DOC: section on caveats of storing lists inside DataFrame/Series

pandas-dev / pandas

Flexible and powerful data analysis / manipulation library for Python, providing labeled data structures similar to R data.frame objects, statistical functions, and much more

https://pandas.pydata.org

BSD 3-Clause "New" or "Revised" License

43.34k stars 17.81k forks source link

DOC: section on caveats of storing lists inside DataFrame/Series #17027

Open chris-b1 opened 7 years ago

chris-b1 commented 7 years ago

xref to a lot of issues, for example #16864

I think we could use a doc section stating storing nested lists/arrays inside a pandas object is preferred to be avoided, showing the downsides (perf, memory use) and a worked out example of an alternative. This seems to be earned knowledge that many have, but not sure we do a good job stating it clearly.

Closely related, might also benefit from a little section encouraging use of Python core data structures when appropriate.

probably goes here - http://pandas.pydata.org/pandas-docs/stable/gotchas.html

pdpark commented 6 years ago

I'd be happy to take this, just not sure what "a worked out example of an alternative" would look like? I've found a few discussions around storing lists in Dataframe cells and none of them discouraged it. This discussion on Stack Overflow is the only one I've found with alternatives: https://stackoverflow.com/questions/39661198/optimal-way-to-add-small-lists-to-pandas-dataframe. Which is the best option? Or is there another, better option? Thanks.

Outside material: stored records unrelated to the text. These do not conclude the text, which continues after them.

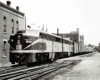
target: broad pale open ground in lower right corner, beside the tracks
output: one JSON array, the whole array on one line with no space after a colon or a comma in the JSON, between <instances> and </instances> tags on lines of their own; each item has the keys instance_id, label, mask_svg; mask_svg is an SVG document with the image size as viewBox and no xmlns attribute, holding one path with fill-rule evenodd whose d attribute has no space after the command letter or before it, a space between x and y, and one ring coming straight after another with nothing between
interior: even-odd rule
<instances>
[{"instance_id":1,"label":"broad pale open ground in lower right corner, beside the tracks","mask_svg":"<svg viewBox=\"0 0 100 80\"><path fill-rule=\"evenodd\" d=\"M100 80L100 53L84 58L70 72L57 75L52 80Z\"/></svg>"}]
</instances>

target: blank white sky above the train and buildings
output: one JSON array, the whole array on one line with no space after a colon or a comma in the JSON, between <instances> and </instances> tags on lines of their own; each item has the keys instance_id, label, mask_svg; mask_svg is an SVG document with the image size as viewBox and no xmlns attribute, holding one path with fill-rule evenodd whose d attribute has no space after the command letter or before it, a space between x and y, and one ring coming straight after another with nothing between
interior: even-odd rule
<instances>
[{"instance_id":1,"label":"blank white sky above the train and buildings","mask_svg":"<svg viewBox=\"0 0 100 80\"><path fill-rule=\"evenodd\" d=\"M6 4L7 0L0 0ZM100 0L10 0L20 7L32 28L47 27L49 33L69 33L79 28L84 43L100 42ZM39 28L39 27L38 27Z\"/></svg>"}]
</instances>

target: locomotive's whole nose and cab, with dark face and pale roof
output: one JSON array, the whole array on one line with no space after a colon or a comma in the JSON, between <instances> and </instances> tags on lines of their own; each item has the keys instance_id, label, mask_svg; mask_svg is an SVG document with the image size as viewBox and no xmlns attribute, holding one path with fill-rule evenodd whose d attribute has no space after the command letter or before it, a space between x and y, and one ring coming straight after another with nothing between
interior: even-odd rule
<instances>
[{"instance_id":1,"label":"locomotive's whole nose and cab, with dark face and pale roof","mask_svg":"<svg viewBox=\"0 0 100 80\"><path fill-rule=\"evenodd\" d=\"M38 39L36 30L20 30L15 35L11 35L9 40L10 62L12 64L35 62Z\"/></svg>"}]
</instances>

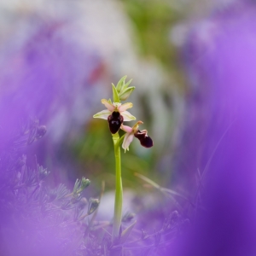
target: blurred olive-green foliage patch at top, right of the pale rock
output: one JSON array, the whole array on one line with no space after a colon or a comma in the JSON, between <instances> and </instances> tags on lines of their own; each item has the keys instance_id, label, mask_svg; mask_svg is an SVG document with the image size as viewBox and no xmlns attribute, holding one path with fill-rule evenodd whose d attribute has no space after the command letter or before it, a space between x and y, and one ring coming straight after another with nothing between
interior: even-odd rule
<instances>
[{"instance_id":1,"label":"blurred olive-green foliage patch at top, right of the pale rock","mask_svg":"<svg viewBox=\"0 0 256 256\"><path fill-rule=\"evenodd\" d=\"M156 56L169 66L176 55L168 35L171 25L180 15L168 1L122 0L136 27L138 44L143 55ZM174 61L174 60L173 60Z\"/></svg>"}]
</instances>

jreback commented 6 years ago

https://stackoverflow.com/questions/45587778/python-explode-rows-from-panda-dataframe https://stackoverflow.com/questions/44361160/explode-a-csv-in-python https://stackoverflow.com/questions/38428796/how-to-do-lateral-view-explode-in-pandas

FYI, the timings are suspect of course, these examples don't use a large enough frame to actually matter.

https://github.com/pandas-dev/pandas/issues/16538

We should make a small section on this. Also should prob just write .explode :< (note for strings we already have this, its the expand=True option in .str.split()

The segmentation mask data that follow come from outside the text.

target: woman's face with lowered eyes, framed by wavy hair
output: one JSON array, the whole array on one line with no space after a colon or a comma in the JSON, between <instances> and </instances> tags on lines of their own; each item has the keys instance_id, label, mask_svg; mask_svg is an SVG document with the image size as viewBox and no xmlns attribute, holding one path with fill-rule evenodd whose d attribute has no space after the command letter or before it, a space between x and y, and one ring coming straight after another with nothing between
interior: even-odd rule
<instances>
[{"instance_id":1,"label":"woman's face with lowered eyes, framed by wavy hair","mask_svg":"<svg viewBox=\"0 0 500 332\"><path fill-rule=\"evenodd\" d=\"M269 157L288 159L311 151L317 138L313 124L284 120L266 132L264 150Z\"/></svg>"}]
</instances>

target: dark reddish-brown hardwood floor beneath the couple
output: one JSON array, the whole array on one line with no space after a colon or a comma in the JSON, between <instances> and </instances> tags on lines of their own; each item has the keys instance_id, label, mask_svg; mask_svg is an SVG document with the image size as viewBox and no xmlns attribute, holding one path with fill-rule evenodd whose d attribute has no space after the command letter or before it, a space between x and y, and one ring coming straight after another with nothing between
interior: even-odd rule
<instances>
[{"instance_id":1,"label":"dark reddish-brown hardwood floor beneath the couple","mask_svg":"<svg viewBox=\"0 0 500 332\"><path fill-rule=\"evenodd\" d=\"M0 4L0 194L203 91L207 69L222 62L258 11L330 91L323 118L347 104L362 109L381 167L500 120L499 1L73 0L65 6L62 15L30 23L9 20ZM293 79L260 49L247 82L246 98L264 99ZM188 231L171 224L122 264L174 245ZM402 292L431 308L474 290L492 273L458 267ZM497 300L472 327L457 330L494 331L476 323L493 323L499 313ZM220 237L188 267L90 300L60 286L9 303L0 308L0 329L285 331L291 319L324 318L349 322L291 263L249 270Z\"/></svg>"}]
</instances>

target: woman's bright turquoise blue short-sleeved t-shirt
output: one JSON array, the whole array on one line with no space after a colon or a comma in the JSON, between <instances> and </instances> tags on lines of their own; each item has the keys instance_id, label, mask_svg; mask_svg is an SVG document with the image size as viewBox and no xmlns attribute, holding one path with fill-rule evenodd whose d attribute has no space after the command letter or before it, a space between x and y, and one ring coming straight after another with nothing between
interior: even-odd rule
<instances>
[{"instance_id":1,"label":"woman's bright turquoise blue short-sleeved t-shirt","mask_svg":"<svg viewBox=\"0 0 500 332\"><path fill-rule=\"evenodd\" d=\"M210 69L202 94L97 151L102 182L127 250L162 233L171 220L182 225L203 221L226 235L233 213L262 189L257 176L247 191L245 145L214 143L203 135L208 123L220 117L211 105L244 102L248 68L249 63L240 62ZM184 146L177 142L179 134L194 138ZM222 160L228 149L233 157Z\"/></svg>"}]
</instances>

jreback commented 6 years ago

more refs

https://github.com/pandas-dev/pandas/issues/8517

jreback commented 6 years ago

This is pretty idiomatic / efficient.

(pd.melt(df.nearest_neighbors.apply(pd.Series).reset_index(), 
             id_vars=['name', 'opponent'],
             value_name='nearest_neighbors')
     .set_index(['name', 'opponent'])
     .drop('variable', axis=1)
     .dropna()
     .sort_index()
     )

pdpark commented 6 years ago

I read through the examples in the links, very informative, thanks. I'll put something together and submit a PR.

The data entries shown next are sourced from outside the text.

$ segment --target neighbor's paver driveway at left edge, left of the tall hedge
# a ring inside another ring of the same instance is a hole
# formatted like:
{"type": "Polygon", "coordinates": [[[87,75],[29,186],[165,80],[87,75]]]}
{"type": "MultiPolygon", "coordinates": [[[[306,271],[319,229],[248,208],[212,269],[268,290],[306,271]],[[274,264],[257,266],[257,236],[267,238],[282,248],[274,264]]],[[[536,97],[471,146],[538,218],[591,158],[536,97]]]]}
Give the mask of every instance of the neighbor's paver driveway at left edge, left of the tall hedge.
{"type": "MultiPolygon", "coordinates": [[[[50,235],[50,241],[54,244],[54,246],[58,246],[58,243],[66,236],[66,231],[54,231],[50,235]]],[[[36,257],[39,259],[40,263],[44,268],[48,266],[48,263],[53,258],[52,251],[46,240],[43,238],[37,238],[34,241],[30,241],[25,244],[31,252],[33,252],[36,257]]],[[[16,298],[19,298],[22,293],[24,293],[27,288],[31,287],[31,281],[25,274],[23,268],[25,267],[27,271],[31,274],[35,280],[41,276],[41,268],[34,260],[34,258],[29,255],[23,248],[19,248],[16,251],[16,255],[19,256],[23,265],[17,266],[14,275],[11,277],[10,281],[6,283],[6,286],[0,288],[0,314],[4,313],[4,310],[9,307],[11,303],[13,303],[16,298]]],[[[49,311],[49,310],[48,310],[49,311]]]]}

pdpark commented 6 years ago

Just want to clarify something: this issue was opened with the intent, as I understand it, to document the fact that storing lists in dataframes is not ideal. However, the examples above are all about how to explode lists stored in data frames. Is the recommended approach to create a temporary data frame with lists in order to create the preferred dataframe without lists?

jreback commented 6 years ago

no a long form dataframe is ideal from a performance and idiomatic perspective. those examples are illustrative of what to do if they already have lists

point is that you shouldn’t have them in the first place; if you do then you invariable need to convert them anyways

pdpark commented 6 years ago

This example, also from here: https://stackoverflow.com/a/46161733, seems simpler/easier to understand?

(df.nearest_neighbors.apply(pd.Series) .stack() .reset_index(level=2, drop=True) .to_frame('nearest_neighbors'))

Any reason not to prefer it as the canonical example?

jreback commented 6 years ago

yep that prob would be a nice example

pdpark commented 6 years ago

Cool, thanks.

pdpark commented 6 years ago

I want to include an example of doing an "explosion" without creating an intermediary df with lists in cells. Here's my example - what do you think?

df = (pd.DataFrame(OrderedDict([('name', ['A.J. Price']*3), ('opponent', ['76ers', 'blazers', 'bobcats']), ('attribute x', ['A','B','C']) ]) ))

nn = [['Zach LaVine', 'Jeremy Lin', 'Nate Robinson', 'Isaia']]*3

df2 = pd.concat([df[['name','opponent']], pd.DataFrame(nn)], axis=1)

df3 = (df2.set_index(['name', 'opponent']) .stack() .reset_index(level=2, drop=True) .to_frame('nearest_neighbors')) df3

pdpark commented 6 years ago

Added this change to existing pull request.